Kadınların kurtuluşu ve insancıl bir topluma ulaşma biçiminde bir hedef, işçi sınıfının da hedefidir. Kadınlar hedefine varmak için nasıl işçi sınıfı ve diğer devrimci güçlerle birlikte hareket etme politikası izlemek durumundaysa, aynı şekilde, işçi sınıfı da devrimci hedef için kadın hareketiyle birlikte savaşma siyaseti izlemelidir. Zafere ulaşmak isteyen ve insanlığın kurtuluşu için mücadele eden devrimci bir sınıf, meslek darlığı bakış açısından kurtulmalıdır. Halkın ve devrimin önderi olan bir sınıf, hiçbir şekilde kadınların istemlerine ve kurtuluş kavgasına kayıtsız kalamaz. Devrim kadınların kurtuluşunun önkoşuludur. Kadınların kurtuluşu ve eşitliği de işçi sınıfının kurtuluşunun temel koşuludur. Kadınlar özgürleşmeden işçi sınıfı kendini özgürleştiremez.
Her bilinçli, mücadeleci kadın devrim uğruna mücadele sürecinde olsun, devrimde ya da devrim sonrasında olsun, mücadelede kendi bağımsız kişiliğini geliştirir ve teoride olayların değerlendirilmesinde kendi bağımsız kavrayışını ortaya koyar. Sosyalizm kadının, her bireyin kendi bireyselliğini geliştirme olanakları sunar. Kadının etkin ve bağımsız mücadelesi toplumun köklü dönüşümünün itici gücüdür.
Kadınlar içinde bulundukları duruma karşı haklı bir tepki içinde. Tepki, yalnızca, kendi durumlarına karşı değil, toplumsal sisteme duyulan bir tepkidir. Tepki, burada kalmayıp toplumsal sistemin reddedilmesine kadar gidiyor. Tepki, ilk planda feminist hareketlere kanalize oluyor. Fakat, feminizm bugünkü sermaye toplumunun reddine gitmez. Çünkü onun çözüm çerçevesi, bu toplumun zeminleridir. Kadınlar bu toplumu reddedişleriyle, feminizmin ufkunun ötesine geçmiş oluyorlar.

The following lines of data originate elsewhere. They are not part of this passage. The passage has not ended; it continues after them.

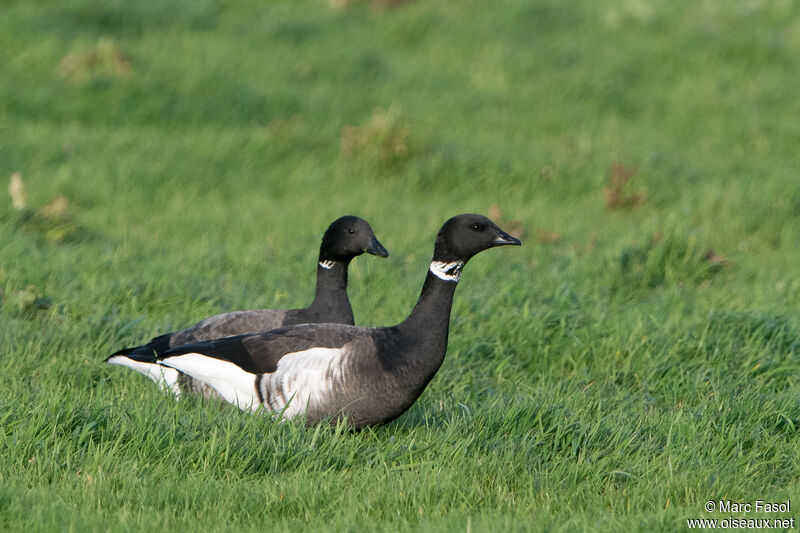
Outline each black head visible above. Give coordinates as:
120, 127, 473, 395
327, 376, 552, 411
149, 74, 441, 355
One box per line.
319, 215, 389, 263
433, 214, 522, 262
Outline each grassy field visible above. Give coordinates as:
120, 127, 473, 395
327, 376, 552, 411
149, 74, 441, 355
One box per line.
0, 0, 800, 531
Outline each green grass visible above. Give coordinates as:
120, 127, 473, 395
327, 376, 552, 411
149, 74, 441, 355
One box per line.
0, 0, 800, 531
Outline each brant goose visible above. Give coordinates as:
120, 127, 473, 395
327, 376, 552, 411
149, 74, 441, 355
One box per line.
124, 214, 521, 429
106, 216, 389, 397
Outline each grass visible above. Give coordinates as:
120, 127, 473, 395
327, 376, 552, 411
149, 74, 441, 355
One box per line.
0, 0, 800, 531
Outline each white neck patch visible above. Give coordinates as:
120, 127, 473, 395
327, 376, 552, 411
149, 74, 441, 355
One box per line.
430, 261, 464, 281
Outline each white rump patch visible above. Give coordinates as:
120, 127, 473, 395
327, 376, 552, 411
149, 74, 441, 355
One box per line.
108, 355, 181, 396
430, 261, 464, 281
261, 347, 346, 418
160, 353, 260, 411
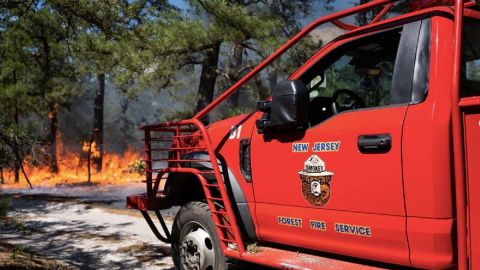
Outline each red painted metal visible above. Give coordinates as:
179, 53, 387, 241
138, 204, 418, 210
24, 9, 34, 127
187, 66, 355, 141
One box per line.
460, 102, 480, 269
370, 3, 394, 23
450, 0, 468, 269
137, 119, 245, 254
193, 0, 400, 119
127, 0, 480, 269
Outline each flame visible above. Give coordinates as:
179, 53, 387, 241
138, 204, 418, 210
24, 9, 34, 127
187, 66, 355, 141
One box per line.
0, 141, 143, 188
82, 142, 100, 158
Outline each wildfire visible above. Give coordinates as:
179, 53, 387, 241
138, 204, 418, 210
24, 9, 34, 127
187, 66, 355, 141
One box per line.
3, 142, 143, 188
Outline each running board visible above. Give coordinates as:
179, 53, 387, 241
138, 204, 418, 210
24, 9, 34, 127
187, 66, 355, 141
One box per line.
140, 210, 172, 244
224, 247, 386, 270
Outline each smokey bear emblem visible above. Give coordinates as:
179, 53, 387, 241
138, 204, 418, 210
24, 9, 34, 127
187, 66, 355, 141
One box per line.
298, 155, 333, 207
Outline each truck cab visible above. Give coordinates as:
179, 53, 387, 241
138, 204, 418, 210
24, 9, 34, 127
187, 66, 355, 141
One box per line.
129, 1, 480, 269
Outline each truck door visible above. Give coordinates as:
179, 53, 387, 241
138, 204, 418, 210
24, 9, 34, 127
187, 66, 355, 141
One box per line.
460, 15, 480, 269
251, 20, 429, 265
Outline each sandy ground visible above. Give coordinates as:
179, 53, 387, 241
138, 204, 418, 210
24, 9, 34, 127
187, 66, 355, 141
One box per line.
0, 185, 175, 269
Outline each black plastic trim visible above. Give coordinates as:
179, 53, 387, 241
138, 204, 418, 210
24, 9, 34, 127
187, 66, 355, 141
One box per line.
239, 139, 252, 183
179, 152, 257, 241
390, 21, 422, 104
411, 19, 432, 104
357, 134, 392, 154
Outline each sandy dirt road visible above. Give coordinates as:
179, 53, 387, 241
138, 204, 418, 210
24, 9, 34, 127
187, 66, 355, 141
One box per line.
0, 187, 173, 269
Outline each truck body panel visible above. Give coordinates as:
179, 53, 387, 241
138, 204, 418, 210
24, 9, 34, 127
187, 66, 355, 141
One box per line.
125, 0, 480, 269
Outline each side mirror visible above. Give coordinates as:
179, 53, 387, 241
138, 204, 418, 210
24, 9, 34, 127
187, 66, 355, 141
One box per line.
256, 80, 309, 133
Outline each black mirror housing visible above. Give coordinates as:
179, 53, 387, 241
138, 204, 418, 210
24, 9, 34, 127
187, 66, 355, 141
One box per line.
257, 80, 309, 132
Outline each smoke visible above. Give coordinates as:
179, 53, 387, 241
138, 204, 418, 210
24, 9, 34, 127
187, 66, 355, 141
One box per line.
59, 77, 191, 154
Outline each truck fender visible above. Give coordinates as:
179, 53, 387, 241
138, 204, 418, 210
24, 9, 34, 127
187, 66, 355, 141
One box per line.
165, 152, 257, 241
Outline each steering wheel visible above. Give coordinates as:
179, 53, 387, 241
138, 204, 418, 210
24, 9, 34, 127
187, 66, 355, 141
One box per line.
332, 89, 366, 114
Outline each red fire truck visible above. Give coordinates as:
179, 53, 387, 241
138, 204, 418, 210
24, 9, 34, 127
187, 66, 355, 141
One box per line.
127, 0, 480, 270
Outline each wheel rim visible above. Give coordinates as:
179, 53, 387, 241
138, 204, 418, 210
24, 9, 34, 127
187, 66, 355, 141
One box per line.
180, 222, 215, 270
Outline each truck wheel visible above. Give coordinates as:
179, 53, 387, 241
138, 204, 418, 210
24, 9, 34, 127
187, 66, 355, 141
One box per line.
172, 202, 226, 270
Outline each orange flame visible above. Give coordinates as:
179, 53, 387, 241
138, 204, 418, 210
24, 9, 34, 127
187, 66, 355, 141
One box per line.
0, 142, 143, 188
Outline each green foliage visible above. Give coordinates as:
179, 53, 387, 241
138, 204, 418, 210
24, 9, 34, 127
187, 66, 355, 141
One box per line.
125, 160, 146, 174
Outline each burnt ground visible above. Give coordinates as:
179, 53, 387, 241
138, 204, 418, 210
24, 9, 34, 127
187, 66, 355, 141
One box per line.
0, 185, 264, 270
0, 187, 175, 269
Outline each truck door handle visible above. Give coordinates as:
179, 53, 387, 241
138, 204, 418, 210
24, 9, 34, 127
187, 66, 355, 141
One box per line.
357, 134, 392, 154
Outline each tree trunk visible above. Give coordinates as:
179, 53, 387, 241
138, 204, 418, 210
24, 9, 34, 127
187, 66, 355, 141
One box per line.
120, 97, 129, 153
12, 98, 20, 184
266, 71, 278, 99
92, 73, 105, 172
48, 101, 58, 173
0, 164, 5, 185
228, 44, 243, 107
195, 41, 222, 124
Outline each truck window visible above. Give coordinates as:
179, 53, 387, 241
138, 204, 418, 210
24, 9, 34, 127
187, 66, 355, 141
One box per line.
301, 28, 404, 125
461, 18, 480, 97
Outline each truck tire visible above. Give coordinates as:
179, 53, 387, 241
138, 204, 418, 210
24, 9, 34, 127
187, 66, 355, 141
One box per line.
172, 202, 227, 270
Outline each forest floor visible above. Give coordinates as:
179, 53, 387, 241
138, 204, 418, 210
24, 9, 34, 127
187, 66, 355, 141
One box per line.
0, 184, 175, 269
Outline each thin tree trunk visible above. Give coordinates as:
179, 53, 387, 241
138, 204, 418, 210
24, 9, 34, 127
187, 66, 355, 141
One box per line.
0, 165, 5, 185
13, 163, 20, 184
87, 132, 95, 184
92, 73, 105, 172
12, 98, 20, 184
266, 71, 278, 99
48, 101, 58, 173
14, 149, 33, 188
228, 44, 243, 107
121, 98, 129, 153
195, 41, 222, 124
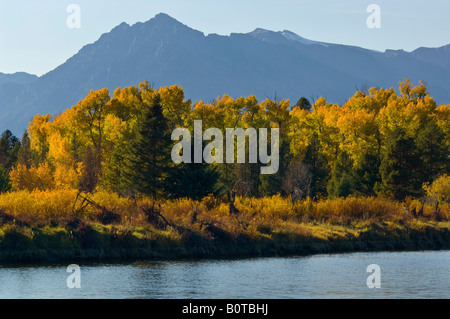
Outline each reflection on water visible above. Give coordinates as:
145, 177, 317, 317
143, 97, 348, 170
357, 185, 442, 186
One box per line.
0, 251, 450, 299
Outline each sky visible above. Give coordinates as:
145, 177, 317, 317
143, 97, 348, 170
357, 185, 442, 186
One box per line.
0, 0, 450, 76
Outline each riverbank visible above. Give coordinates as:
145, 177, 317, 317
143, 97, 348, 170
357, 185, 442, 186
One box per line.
0, 219, 450, 264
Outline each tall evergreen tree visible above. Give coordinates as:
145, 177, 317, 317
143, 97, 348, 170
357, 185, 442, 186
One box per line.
124, 94, 173, 198
303, 133, 329, 198
352, 151, 381, 196
17, 131, 33, 169
378, 129, 423, 200
327, 151, 354, 198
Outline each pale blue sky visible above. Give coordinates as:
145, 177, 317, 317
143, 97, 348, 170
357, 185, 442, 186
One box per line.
0, 0, 450, 75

Bugünkü toplumun daha ilerisine geçmek için, öncelikle, bu toplumun reddedilmesi gerekiyor. Kadınların kurtuluşuysa, bugünkü toplumun yerini daha ileri, daha iyi bir toplumun almasıyla gerçekleşir. Bu, tastamam devrimci bir mücadele çizgisidir.
Burjuva toplumun sosyal yapısı, topluma dar geliyor. Çağdaş üretici güçler, bu dar sosyal yapıyla çatışma içinde. Bu dar yapıyı aşmak için, köklü bir toplumsal dönüşüm zorunludur.

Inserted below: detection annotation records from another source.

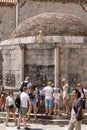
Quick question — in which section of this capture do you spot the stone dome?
[11,12,87,38]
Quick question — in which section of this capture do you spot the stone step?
[0,112,87,125]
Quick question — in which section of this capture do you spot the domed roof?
[11,12,87,38]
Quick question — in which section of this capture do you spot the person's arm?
[76,99,83,121]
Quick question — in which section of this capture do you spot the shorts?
[54,99,59,104]
[45,99,53,107]
[83,99,86,109]
[19,107,28,116]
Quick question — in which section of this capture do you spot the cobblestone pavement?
[0,123,87,130]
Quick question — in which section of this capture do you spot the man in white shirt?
[42,82,53,115]
[17,86,31,130]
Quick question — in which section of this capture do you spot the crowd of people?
[0,76,87,130]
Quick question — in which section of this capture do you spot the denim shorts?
[31,98,37,104]
[45,99,53,107]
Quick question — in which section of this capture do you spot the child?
[53,87,62,115]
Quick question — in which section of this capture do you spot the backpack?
[68,87,72,94]
[15,96,21,109]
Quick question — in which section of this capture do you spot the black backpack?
[15,96,21,109]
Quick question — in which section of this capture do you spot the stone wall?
[0,0,87,40]
[0,36,87,88]
[0,45,21,89]
[24,44,54,86]
[19,0,87,23]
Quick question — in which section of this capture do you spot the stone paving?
[0,123,87,130]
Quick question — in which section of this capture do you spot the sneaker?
[15,122,17,126]
[17,126,20,129]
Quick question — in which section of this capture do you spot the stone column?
[20,44,25,83]
[55,46,59,86]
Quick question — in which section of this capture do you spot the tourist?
[17,85,31,130]
[68,89,83,130]
[27,85,38,120]
[42,82,53,115]
[5,91,17,126]
[62,78,70,114]
[20,76,32,93]
[77,83,87,117]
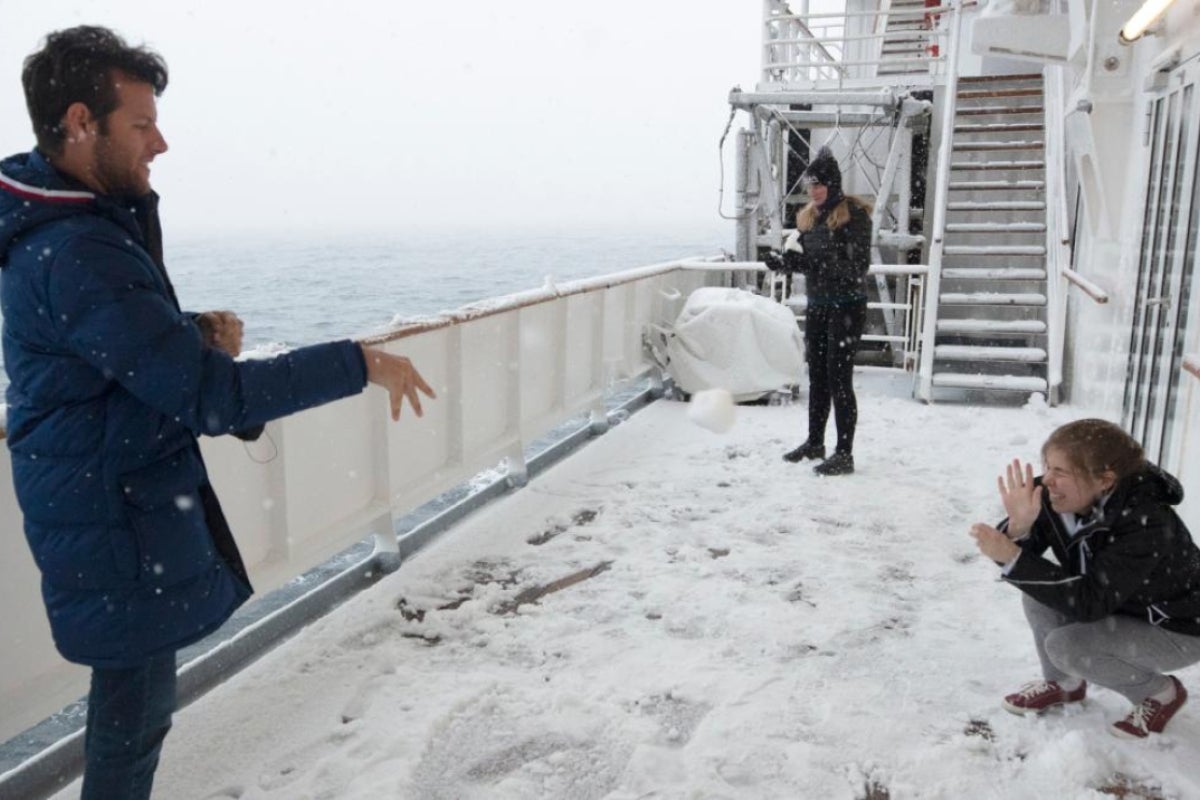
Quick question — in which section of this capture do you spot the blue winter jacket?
[0,150,366,668]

Eski sosyal yapı gelişmekte olan yeni kadın erkek ilişkilerine de dar geliyor. Kadınlar her alanda bu dar yapıyla çatışma halinde. Eski yapının varlığının sürmesi, kadınlar için ölümcül sonuçlar yaratıyor. Fakat aynı sosyal yapı, bağrında kendi yıkılış dinamiklerini ve yeni bir geleceğin öğelerini de taşıyor. Tam da, toplumun bağrındaki tüm devrimci kuvvetleri sonuna kadar harekete geçirme zamanı.

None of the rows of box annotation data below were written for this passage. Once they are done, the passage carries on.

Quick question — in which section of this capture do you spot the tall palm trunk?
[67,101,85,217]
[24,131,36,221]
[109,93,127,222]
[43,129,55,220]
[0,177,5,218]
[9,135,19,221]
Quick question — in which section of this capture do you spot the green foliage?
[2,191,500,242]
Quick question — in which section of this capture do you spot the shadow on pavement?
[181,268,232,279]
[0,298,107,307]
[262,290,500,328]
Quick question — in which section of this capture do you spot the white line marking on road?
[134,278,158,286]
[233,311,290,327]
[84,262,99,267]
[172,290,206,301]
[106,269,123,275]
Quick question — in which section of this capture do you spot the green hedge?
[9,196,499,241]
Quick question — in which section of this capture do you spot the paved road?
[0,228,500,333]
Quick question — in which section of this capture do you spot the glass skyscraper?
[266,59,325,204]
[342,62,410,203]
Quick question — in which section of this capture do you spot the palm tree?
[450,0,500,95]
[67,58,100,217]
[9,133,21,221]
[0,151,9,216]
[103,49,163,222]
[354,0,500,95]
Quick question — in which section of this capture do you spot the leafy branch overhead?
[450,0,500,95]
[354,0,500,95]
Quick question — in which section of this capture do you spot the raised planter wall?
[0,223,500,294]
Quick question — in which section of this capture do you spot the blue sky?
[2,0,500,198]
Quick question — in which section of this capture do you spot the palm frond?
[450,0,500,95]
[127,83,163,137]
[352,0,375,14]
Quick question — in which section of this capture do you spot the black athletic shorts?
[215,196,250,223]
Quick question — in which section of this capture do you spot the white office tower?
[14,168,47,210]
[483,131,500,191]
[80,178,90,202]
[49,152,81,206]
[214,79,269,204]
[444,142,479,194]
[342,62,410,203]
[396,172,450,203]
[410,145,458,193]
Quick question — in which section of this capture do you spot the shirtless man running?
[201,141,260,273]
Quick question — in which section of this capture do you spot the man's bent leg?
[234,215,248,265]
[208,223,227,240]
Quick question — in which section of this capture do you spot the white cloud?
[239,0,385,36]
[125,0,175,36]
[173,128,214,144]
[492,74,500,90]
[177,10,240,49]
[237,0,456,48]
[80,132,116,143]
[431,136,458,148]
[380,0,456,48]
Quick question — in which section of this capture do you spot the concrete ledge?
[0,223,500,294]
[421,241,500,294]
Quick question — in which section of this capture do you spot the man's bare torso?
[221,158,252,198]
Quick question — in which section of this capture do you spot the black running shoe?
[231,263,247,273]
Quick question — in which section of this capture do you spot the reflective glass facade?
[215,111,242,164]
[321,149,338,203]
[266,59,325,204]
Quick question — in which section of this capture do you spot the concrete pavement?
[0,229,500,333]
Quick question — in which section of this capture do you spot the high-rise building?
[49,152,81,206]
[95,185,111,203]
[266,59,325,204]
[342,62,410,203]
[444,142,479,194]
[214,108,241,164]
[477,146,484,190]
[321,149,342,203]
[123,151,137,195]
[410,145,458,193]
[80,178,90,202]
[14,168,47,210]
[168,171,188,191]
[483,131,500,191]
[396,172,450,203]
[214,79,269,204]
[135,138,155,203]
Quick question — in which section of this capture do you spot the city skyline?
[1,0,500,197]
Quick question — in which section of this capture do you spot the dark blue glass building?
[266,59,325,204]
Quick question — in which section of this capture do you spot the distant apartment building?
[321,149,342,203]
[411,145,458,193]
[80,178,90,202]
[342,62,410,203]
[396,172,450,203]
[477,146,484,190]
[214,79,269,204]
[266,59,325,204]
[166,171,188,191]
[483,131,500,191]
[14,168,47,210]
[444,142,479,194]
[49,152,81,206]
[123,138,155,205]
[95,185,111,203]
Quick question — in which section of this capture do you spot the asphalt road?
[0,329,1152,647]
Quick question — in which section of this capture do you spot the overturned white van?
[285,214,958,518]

Toplumun devrimci güçleri; kadınlar çatışa çatışa ilerliyor ve çarpışa çarpışa varacaklar yeni bir geleceğe. Çarpışma, ömrünü doldurmuş ve insanların umudunu tükettiği bir dünya; diğer tarafta umut dolu, doğmakta olan yeni bir dünya. Bizim kazanacağımız açık değil mi?